Monday, August 3, 2015

Offshore wind farm load factors

I heard that recently-built UK offshore wind farms have higher load factors than old wind farms. I thought it would be interesting to plot the raw data, which is available from the helpful REF website. (The load factor is the ratio of the average output of the wind farm to the maximum possible output, and it is usually expressed as a percentage.) The graph below shows the rolling load factor of the 27 offshore wind farms in the UK, versus their accreditation dates. The size of each point is proportional to the capacity of the wind farm. One of the newest wind farms has a very low rolling load factor - this is Gwynt y Mor, the bottom right point on the graph; Gwynt y Mor is the second biggest offshore wind farm in the world. Presumably this poor load factor is a temporary glitch associated with the commissioning of the wind farm. If we ignore that point as an outlier, and simply compare the average rolling load factors for accreditation dates before and after June 30th 2010, it looks as if the average load factor may have increased from about 33.9% (± 2%) to about 37.4% (± 1%).
Of course, a proper analysis should account for ageing effects and variations in the weather, both of which have been carefully studied by Staffell and Green. They found that "Wind turbines ... lose 1.6 ± 0.2% of their output per year" (which implies, for a load factor of 35%, a reduction in load factor of 0.56% per year - a trend that I have shown by the green straight line in the next graph).

So, has there been a technological improvement in offshore wind turbines that has boosted load factors? Having been involved in innovation support while I worked at DECC, my prior expectation was that the answer to this question could easily be "yes". But actually it looks like it is possible to account for the apparent trend in the data by a simple "ageing" hypothesis: perhaps the newer wind farms are better just because they have aged less?

7 comments:

Anonymous said...

Is the aging a reduction in individual turbines' output or simply an increase in the annual amount of maintenance downtime required averaged across a farm?

Bishop Hill said...

Presumably one could equally conclude that the turbines are ageing faster than Staffell and Green suspected but that there has been some technological advance. I would have thought this was a more plausible explanation than no tech advance at all.

David MacKay FRS said...

@Anonymous: The Staffell-Green paper didn't resolve whether the ageing is caused by changes in the turbines or because of maintenance downtime. This is the sort of information that wind farm owners will have at their fingertips, I am sure, but (even though the public have actually paid everything) such data are never published, sadly!

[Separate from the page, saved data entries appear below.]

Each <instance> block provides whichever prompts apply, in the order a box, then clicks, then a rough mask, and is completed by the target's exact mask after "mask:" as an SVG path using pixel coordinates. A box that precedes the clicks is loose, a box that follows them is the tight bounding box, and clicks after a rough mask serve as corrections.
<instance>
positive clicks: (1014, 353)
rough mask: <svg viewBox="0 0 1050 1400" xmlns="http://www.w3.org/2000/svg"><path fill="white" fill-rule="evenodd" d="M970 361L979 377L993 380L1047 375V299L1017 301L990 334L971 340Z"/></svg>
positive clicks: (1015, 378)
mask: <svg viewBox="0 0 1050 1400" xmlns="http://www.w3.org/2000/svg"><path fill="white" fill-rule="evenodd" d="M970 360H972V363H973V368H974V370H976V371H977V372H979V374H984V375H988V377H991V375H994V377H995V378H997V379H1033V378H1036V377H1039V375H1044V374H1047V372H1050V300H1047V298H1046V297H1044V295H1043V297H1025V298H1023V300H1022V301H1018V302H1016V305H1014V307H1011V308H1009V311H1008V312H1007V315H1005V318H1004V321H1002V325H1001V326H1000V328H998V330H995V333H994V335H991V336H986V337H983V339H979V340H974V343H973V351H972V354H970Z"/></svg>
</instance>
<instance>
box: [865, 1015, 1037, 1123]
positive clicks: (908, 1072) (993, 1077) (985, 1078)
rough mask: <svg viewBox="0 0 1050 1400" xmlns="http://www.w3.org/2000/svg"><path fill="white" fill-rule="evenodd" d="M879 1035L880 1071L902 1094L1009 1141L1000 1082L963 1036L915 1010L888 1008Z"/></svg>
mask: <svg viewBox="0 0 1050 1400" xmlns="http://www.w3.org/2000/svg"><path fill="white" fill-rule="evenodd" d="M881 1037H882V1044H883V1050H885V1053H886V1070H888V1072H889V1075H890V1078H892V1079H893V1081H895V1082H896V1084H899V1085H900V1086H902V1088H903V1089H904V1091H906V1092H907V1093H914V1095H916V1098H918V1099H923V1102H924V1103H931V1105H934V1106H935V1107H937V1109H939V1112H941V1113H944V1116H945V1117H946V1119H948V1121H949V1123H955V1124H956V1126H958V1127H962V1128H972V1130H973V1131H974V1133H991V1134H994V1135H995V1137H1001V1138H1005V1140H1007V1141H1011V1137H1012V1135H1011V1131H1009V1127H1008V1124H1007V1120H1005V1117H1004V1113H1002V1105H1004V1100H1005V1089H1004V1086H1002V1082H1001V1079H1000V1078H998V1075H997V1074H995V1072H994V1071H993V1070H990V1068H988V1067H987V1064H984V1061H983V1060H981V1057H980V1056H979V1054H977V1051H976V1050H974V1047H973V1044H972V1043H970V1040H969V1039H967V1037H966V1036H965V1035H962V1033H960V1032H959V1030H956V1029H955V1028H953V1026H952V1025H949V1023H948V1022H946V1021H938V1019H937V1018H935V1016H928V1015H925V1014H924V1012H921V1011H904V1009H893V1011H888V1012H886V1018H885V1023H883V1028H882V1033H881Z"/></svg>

@BishopHill - yes, what you said is conceivably true; and it is possible that some but not all of the new wind farms are indeed much better, and that we would be able to see an improvement signal if we could disaggregate the data by wind-turbine technology. Sorry, I just did a quick and dirty one-hour job on this, to see if there was any stand-out signal in the data.

pawb1 said...

The performance of wind farms is very dependent on their location. This applies to both onshore and offshore wind farms. For example the rolling average load factor for onshore wind farms in England is 25%, in Wales it's 25%, in Scotland it's 28% and in NI it's 31%. Within England there are big regional differences (22% to 26%). Has the location (and hence wind resource) been factored into the offshore data analysis?

James said...

Another hypothesis would be that size matters. It looks to me like the bigger producers also have higher load factors (outside of the anomolous one in 2014). Of course, the bigger ones also tend to be the most recent, so all very difficult to interpret. You would need data from a previous point in time to disentangle the effects, but your aging hypothesis looks like the cleanest explanation to me.

James

Anonymous said...

There could be, at least 2 factors at work here. The reduction in aerodynamic performance by the lack of regular cleaning of the blades is one reason and the fact that the earlier offshore farms were not offshore at all, they're close inshore and relatively inexpensive to build, whereas the later farms are further offshore and in cleaner wind.

BillG said...

Pawb1 is right.

With the abandonment of many Round 3 projects in more exposed/distant waters, especially off the West Coast ( e.g. Celtic Array and Atlantic Array) it seems that offshore development is increasingly being concentrated on easier, closer, more economic East Coast sites and extensions to existing schemes with lower capacity factors due to wind resource.

This is probably more than balanced for operators by less wear and tear and downtime due to access difficulties.